Jeter T. Cunningham, aged 68 years, died March 29 of Bright's disease. Burial today at 3 o'clock at City cemetery.
Source: The Tahlequah Arrow, Tahlequah, Oklahoma, Thursday, April 4, 1912; Pg. 3, Column 3
(From Monday's Daily Arrow.)
Sixty-eight years, three months and twenty-eight days ago, the subject of this sketchwas born four miles west of Maysville, Ark., on the west side of Beattie's Prairie in the Cherokee nation. His mother, Maria Cunningham, nee Lynch, was born in north Georgia, and belonged to a large family which imigrated from Lynchburg, Va. His father came from Mississippi and died when Jeter was quite young.
The public schools of the Cherokee nation furnished him all the advantages attainable by the young men of that day, to which was added a six or twelve months' course at the academy in Newtonio, Mo.
The war between the states found him a strappling of seventeen, enlisting under the banner of the "lost cause," first in the Arkansas Statet troops, Third regiment, Colonel Walker, in Gen. N.B. Pierce's brigade, afterwards transferring to the artillery, and later to the First Cherokee regiment, first under Col Stan Watie and later under Col. J.M. Bell. He was mustered out of the Confederate service near Boggy depot, Choctaw nation, after four years of faithful service.
Brother Cunningham was initiated as entered apprentice in Rusk Co. Tex., was made a Master Mason in Vinita, Okla., and a Royal Arch Mason in Tahlequah, and I suppose a brighter, better posted Mason has never held membership in that great order.

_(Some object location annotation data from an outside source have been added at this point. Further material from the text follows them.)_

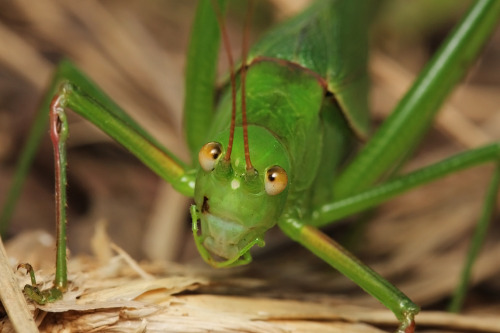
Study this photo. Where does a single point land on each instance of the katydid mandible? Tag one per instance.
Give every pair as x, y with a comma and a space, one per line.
299, 96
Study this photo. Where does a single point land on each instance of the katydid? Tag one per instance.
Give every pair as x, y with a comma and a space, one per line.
306, 105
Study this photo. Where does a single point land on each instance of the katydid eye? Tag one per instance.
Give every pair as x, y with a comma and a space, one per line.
209, 154
276, 180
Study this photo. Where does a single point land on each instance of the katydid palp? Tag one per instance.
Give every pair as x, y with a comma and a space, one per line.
312, 198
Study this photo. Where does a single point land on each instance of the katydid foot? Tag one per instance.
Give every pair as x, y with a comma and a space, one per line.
41, 297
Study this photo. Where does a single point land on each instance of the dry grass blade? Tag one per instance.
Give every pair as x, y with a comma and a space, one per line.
135, 52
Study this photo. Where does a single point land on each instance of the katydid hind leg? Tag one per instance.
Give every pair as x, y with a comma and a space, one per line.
339, 258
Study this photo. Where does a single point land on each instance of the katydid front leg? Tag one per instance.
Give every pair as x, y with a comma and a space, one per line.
71, 90
32, 291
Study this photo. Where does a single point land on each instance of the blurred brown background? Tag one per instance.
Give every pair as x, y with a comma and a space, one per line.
135, 52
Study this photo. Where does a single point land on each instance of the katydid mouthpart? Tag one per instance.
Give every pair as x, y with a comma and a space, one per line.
305, 85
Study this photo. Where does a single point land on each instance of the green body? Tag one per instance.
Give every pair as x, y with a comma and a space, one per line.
307, 110
309, 113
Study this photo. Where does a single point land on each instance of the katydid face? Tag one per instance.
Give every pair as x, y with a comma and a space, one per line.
235, 206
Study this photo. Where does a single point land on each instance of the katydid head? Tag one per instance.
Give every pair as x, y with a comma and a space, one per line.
235, 206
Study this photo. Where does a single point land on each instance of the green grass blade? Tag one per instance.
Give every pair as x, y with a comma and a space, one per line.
476, 242
401, 132
201, 70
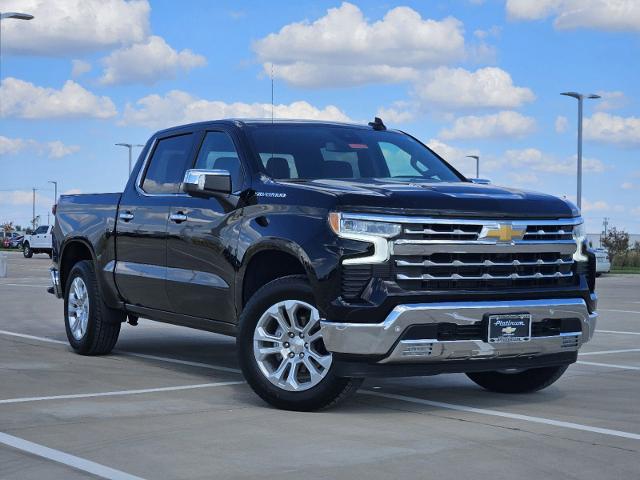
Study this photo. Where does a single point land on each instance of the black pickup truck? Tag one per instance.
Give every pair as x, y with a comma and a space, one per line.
332, 252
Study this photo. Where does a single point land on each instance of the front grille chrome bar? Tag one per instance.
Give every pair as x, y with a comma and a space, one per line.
484, 276
485, 263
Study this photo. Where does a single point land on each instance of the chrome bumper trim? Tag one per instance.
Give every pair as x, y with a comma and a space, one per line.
379, 339
55, 281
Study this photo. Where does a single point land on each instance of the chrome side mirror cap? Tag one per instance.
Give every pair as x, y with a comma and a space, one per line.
480, 181
207, 182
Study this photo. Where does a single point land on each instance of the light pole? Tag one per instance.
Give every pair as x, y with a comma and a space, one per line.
130, 147
15, 15
580, 97
477, 157
55, 190
33, 210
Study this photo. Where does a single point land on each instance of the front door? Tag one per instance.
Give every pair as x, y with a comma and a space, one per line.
202, 239
141, 226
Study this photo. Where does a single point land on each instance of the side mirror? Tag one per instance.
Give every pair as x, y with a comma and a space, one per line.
480, 181
207, 182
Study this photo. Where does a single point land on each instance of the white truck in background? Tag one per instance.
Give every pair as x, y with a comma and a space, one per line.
39, 241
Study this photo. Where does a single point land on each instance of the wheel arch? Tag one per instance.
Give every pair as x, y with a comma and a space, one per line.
270, 259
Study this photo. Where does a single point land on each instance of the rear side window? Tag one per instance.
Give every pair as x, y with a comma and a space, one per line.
168, 164
219, 153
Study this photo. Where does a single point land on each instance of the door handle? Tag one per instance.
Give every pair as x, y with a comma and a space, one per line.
126, 216
178, 217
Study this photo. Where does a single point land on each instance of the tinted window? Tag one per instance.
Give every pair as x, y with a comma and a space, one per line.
168, 164
321, 151
219, 153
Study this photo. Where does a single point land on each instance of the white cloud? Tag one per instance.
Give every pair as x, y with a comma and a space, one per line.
178, 107
594, 206
25, 100
610, 15
79, 67
54, 149
457, 88
22, 197
607, 128
398, 112
63, 27
505, 124
561, 124
11, 146
344, 48
611, 101
57, 149
148, 62
535, 160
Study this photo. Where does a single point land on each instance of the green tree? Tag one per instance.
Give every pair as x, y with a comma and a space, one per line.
616, 241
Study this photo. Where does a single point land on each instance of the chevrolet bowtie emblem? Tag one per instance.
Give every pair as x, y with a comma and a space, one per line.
504, 232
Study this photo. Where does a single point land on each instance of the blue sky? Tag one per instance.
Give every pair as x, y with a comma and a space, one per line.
467, 77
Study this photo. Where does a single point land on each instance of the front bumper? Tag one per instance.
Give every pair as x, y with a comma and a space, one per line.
383, 343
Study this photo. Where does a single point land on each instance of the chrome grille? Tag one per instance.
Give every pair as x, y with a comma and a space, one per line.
483, 254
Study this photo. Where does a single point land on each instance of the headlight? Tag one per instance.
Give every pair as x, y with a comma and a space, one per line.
351, 226
375, 232
580, 236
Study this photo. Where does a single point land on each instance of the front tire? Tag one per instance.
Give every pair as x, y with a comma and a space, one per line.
280, 349
527, 381
92, 327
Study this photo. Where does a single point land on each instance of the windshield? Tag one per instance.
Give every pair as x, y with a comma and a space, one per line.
334, 152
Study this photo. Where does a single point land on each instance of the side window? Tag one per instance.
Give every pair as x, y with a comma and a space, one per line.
168, 164
219, 153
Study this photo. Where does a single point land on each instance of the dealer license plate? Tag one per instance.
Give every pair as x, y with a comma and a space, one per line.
512, 327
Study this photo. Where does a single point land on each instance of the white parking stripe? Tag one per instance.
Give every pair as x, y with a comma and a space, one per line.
119, 392
604, 352
180, 362
33, 337
65, 458
619, 311
498, 413
618, 332
609, 365
131, 354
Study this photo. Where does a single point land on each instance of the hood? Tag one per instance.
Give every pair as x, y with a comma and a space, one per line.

His record in civil life was such as falls to the lot of but a few men in this country. His first service was possibly as clerk of Delaware district, Cherokee nation. Afterwards he served as a member of the Cherokee council from Delaware district, as Mayor of Tahlequah, and as special judge of the supreme court of the Cherokee nation. In 1892-3, he was appointed delegate to Washington, D.C., and assisted in negitiating the sale of the Cherokee bonds which made possible the strip payment of 1894. Since statehood he was appointed appraiser of school lands in Blaine Co., Okla.
In 1866 J.T. Cunningham and Miss Kezia Moore were reunited in marriage near Fort McCullough on Blue River, Choctaw nation. In 1867 they returned to the Cherokee nation and made their home near Timber Hill, on the old Texas road. In 1888 they moved to Tahlequah to get the benefits of our High schools in the training and education of their children. The wisdom of his choice has been demonstrated in leaving to suceed him in the drama of life five daughters and three sons, of culture and refinement, modeling their homes after the example of their lamented father.
Brave and faithful as a soldier, loyal and true in all the duties of reconstructed citizenship, kind and affectionate as a father, we shall not soon see his like again.He will be missed in his every day walks of life, his seat will be empty in the lodge, his chair will be vacant around the fireside and family circle, and all who know him realize that no ordinary citizen has passed to the Great Beyond.
"Green be the turf above thee," True friend of all my days. "None knew thee but to love thee. None named thee but to praise." -J.F. THOMPSON.